Announced formal partnerships in March 2021 with Brown University, University of California, San Diego, GlycoNet, The Lundquist Institute, Oregon Health & Science University, Roswell Park Comprehensive Cancer Center and University of California, Davis – for a total of 20 partnerships among BridgeBio and leading academic and research institutions to date.
First Quarter 2021 Financial Results:

Cash, Cash Equivalents and Marketable Securities

Cash, cash equivalents and marketable securities, excluding restricted cash, totaled $1,001.3 million as of March 31, 2021, compared to $607.1 million as of December 31, 2020. The net increase in balance of $394.2 million is attributed to $731.4 million in net proceeds received from the issuance of our 2.25% Convertible Senior Notes due 2029 (2029 Notes), offset by a $61.3 million payment related to capped call options and a $50.0 million payment to repurchase shares of BridgeBio common stock, both in relation to the issuance of our 2029 Notes. In connection with our acquisition of Eidos, we also paid $59.1 million in direct transaction costs and $21.3 million to Eidos stockholders who elected cash settlement. The remaining change of $145.5 million primarily related to payments of interest and operating expenses.

Operating Expenses

Operating expenses for the three months ended March 31, 2021 were $168.0 million as compared to $102.5 million for the same period in the prior year. The increase in operating expenses of $65.5 million during the period is attributable to the increase in personnel costs resulting from an increase in the number of employees to support the progression in our research and development programs, including our increasing research pipelines, as well as an increase in stock-based compensation related to the achievement of various performance-based milestone compensation arrangements tied to regulatory and development milestones. Stock-based compensation for the three months ended March 31, 2021 was $34.9 million as compared to $10.2 million for the same period in the prior year.

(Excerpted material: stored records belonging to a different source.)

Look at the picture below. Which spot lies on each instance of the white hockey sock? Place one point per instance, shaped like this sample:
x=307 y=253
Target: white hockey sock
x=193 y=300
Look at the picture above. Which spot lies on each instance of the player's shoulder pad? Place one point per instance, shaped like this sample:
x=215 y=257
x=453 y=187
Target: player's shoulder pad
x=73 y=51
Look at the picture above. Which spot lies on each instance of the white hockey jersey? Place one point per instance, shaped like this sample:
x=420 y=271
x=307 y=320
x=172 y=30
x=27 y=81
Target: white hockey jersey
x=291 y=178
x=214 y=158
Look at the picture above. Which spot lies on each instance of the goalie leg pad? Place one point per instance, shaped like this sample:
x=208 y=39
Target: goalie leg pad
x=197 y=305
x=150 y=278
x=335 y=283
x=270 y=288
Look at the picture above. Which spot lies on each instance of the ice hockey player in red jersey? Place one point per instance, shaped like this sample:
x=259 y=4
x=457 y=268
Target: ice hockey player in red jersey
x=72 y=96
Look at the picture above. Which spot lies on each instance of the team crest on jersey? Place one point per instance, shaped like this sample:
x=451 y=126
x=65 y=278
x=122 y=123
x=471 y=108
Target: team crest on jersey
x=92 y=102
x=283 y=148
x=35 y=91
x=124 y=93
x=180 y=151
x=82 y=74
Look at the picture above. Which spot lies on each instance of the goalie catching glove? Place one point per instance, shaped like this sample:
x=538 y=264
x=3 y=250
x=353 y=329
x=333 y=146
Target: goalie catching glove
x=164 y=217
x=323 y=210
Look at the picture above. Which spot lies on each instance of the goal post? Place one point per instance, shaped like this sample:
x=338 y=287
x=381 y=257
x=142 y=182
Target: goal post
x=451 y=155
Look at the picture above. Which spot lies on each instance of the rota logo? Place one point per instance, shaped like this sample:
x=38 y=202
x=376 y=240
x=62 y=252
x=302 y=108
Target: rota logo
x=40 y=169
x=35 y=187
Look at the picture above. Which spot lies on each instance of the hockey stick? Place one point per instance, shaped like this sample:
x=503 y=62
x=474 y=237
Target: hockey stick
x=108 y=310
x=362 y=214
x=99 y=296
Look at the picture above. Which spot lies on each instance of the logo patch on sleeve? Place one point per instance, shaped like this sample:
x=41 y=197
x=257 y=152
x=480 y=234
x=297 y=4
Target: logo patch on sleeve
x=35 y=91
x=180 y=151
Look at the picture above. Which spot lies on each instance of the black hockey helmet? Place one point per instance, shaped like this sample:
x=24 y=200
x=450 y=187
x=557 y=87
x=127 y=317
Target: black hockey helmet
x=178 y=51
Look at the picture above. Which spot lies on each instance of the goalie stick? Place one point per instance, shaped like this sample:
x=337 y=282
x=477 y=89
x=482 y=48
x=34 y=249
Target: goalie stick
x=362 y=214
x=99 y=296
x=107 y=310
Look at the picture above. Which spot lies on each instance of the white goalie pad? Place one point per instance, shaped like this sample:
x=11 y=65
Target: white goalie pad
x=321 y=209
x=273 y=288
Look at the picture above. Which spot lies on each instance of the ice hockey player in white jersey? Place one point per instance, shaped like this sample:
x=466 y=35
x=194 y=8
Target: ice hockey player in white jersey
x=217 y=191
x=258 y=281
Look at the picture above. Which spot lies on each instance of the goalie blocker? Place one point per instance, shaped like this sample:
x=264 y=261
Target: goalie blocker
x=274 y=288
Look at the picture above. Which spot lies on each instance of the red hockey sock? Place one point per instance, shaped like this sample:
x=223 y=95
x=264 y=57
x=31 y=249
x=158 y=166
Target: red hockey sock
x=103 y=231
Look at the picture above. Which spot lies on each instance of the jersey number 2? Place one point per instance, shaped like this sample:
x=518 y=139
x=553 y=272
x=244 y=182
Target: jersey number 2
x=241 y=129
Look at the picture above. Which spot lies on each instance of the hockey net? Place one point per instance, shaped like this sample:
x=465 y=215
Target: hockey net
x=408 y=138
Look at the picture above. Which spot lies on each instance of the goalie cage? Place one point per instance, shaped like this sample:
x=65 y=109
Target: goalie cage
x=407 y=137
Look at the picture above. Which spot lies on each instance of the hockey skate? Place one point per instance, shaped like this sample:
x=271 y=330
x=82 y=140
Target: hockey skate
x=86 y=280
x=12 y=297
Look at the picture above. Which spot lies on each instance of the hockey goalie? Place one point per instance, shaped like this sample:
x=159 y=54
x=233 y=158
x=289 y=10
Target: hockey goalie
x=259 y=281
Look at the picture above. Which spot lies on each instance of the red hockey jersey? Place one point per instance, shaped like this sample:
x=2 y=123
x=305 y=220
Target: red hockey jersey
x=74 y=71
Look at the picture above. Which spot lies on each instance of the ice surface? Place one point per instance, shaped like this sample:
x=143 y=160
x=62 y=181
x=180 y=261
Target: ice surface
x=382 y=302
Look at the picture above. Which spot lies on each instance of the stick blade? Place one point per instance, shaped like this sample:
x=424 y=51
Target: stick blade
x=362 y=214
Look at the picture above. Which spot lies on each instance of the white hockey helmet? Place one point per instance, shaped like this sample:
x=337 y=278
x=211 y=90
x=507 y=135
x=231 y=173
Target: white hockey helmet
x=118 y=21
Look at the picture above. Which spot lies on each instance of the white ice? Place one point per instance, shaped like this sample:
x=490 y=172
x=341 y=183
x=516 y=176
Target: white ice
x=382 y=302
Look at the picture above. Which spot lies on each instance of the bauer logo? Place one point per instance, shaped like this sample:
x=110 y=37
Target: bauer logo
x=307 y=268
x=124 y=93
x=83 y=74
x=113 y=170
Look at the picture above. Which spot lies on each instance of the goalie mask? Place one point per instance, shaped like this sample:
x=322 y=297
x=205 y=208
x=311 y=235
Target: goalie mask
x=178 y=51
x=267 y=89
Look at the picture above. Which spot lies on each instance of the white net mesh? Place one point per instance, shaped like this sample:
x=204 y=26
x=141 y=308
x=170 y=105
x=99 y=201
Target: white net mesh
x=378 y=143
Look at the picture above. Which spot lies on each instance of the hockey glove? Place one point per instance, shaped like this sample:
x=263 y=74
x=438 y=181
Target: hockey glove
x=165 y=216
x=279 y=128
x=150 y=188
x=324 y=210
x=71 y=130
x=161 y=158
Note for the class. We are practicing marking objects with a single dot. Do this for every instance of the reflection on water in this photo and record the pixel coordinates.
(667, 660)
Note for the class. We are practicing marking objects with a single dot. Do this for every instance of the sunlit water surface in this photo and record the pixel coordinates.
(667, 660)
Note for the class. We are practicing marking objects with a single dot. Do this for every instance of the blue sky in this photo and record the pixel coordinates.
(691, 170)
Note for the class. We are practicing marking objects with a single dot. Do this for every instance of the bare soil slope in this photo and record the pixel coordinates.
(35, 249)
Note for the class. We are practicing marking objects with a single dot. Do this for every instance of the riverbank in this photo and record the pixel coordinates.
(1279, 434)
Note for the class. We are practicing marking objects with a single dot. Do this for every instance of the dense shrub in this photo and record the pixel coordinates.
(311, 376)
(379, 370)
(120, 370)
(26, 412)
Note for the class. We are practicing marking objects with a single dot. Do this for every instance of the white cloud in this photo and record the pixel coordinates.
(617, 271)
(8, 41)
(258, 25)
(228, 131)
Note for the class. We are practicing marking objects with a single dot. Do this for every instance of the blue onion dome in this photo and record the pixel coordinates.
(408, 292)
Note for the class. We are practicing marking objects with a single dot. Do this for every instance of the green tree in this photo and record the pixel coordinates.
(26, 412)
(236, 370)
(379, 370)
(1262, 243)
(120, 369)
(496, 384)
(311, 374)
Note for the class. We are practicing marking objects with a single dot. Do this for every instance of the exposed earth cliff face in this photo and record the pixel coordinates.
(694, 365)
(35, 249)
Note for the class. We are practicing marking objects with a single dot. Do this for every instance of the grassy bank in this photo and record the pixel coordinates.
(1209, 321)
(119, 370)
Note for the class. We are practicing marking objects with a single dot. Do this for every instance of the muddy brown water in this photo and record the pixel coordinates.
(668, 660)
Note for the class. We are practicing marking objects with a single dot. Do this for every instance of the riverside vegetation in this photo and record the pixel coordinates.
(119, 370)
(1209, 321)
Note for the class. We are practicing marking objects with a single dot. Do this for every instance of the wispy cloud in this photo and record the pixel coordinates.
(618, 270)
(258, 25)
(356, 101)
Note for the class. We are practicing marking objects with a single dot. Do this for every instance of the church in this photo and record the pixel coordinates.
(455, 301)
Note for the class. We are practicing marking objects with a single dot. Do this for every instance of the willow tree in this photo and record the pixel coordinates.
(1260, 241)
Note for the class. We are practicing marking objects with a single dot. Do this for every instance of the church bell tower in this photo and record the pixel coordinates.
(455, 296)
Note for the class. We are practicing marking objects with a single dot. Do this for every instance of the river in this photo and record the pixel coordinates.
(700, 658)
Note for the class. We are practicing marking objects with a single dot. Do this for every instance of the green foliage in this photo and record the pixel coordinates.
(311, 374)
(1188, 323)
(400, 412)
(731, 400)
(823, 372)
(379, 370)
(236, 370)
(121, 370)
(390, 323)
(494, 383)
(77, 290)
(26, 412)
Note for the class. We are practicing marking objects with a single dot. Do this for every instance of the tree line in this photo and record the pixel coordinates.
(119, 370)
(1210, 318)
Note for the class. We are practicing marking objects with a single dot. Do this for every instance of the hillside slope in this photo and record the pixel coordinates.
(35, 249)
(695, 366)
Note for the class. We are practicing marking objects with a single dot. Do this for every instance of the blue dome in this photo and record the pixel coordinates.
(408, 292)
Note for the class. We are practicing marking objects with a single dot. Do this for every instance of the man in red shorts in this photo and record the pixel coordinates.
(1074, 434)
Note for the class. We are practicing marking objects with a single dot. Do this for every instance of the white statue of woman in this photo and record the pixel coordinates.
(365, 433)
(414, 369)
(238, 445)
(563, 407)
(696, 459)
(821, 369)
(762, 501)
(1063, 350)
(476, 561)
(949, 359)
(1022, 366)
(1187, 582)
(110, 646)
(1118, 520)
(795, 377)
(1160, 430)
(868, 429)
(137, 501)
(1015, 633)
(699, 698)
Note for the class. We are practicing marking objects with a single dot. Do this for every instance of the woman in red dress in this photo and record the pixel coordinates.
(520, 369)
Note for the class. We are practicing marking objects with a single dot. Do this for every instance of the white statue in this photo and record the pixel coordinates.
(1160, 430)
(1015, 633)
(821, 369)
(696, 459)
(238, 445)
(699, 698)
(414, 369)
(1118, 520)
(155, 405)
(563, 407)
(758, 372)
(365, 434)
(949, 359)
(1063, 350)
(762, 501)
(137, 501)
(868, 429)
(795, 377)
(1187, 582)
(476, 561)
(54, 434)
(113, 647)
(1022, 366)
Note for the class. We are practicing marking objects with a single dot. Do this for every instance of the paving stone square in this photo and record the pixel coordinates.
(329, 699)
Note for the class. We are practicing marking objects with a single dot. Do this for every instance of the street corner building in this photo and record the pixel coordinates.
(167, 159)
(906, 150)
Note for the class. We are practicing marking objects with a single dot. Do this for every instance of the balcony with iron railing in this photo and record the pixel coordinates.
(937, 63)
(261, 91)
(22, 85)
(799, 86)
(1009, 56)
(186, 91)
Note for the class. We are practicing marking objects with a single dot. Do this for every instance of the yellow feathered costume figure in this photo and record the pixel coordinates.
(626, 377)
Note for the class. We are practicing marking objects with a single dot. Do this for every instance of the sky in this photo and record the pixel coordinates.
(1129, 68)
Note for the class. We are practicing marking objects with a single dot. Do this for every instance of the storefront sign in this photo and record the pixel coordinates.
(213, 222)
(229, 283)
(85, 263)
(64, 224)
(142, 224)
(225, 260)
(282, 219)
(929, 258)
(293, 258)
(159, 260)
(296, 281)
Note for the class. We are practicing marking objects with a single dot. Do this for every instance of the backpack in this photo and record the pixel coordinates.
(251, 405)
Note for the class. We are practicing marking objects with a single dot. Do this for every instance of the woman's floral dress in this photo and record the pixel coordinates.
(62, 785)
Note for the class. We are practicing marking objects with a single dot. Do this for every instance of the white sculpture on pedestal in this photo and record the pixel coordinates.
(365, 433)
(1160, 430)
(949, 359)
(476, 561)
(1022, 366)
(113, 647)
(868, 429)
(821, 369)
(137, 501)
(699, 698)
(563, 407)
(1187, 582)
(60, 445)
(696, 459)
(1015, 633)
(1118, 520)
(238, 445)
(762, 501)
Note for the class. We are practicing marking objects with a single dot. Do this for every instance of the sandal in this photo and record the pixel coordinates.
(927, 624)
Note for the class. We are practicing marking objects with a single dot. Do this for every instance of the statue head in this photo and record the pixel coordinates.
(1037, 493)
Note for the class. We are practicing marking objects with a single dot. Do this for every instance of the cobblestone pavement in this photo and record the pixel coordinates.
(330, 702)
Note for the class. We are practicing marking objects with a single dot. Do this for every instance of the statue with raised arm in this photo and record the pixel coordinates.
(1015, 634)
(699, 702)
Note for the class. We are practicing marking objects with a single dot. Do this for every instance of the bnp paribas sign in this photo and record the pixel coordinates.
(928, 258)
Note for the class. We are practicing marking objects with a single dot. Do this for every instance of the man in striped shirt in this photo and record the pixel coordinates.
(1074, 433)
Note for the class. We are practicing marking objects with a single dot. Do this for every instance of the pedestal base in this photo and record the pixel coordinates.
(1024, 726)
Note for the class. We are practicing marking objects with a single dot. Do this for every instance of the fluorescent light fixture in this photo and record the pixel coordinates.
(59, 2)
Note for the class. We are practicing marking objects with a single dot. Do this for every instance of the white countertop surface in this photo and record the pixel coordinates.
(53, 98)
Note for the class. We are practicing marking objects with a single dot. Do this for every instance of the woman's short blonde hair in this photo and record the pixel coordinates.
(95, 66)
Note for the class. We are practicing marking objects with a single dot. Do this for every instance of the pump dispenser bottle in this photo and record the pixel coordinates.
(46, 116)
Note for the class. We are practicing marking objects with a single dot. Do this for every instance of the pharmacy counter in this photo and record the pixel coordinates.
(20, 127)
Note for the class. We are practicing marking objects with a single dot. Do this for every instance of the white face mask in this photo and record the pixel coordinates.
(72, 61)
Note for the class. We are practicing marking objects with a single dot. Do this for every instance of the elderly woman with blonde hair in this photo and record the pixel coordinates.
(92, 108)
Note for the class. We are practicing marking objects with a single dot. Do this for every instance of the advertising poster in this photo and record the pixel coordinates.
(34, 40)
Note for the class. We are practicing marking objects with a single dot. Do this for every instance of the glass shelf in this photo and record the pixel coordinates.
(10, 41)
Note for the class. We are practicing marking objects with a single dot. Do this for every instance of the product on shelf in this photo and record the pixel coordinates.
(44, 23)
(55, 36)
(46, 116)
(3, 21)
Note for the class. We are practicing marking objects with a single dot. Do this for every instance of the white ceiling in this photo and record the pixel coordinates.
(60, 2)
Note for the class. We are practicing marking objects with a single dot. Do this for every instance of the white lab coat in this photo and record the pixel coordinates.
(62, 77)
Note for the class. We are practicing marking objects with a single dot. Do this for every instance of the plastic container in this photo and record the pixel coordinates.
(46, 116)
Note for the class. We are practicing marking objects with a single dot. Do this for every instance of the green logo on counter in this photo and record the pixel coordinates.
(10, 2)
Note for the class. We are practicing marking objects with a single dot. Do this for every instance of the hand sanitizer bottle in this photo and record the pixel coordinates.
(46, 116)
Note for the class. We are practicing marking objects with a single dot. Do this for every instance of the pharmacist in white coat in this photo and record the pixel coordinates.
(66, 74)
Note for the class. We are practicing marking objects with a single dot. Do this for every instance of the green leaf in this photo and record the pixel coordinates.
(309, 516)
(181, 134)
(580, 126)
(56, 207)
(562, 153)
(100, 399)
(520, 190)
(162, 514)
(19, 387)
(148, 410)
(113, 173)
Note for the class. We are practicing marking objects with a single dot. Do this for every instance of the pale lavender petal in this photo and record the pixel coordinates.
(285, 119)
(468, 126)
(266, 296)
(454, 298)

Our research and development expenses have not been significantly impacted by the global outbreak of COVID-19 for the periods presented. While we experienced some delays in certain of our clinical enrollment and trial commencement activities, we continue to adapt in this unprecedented time to enable alternative site, telehealth and home visits, at-home drug delivery, as well as mitigation strategies with our contract manufacturing organizations. The longer-term impact, if any, of COVID-19 on our operating expenses is currently unknown.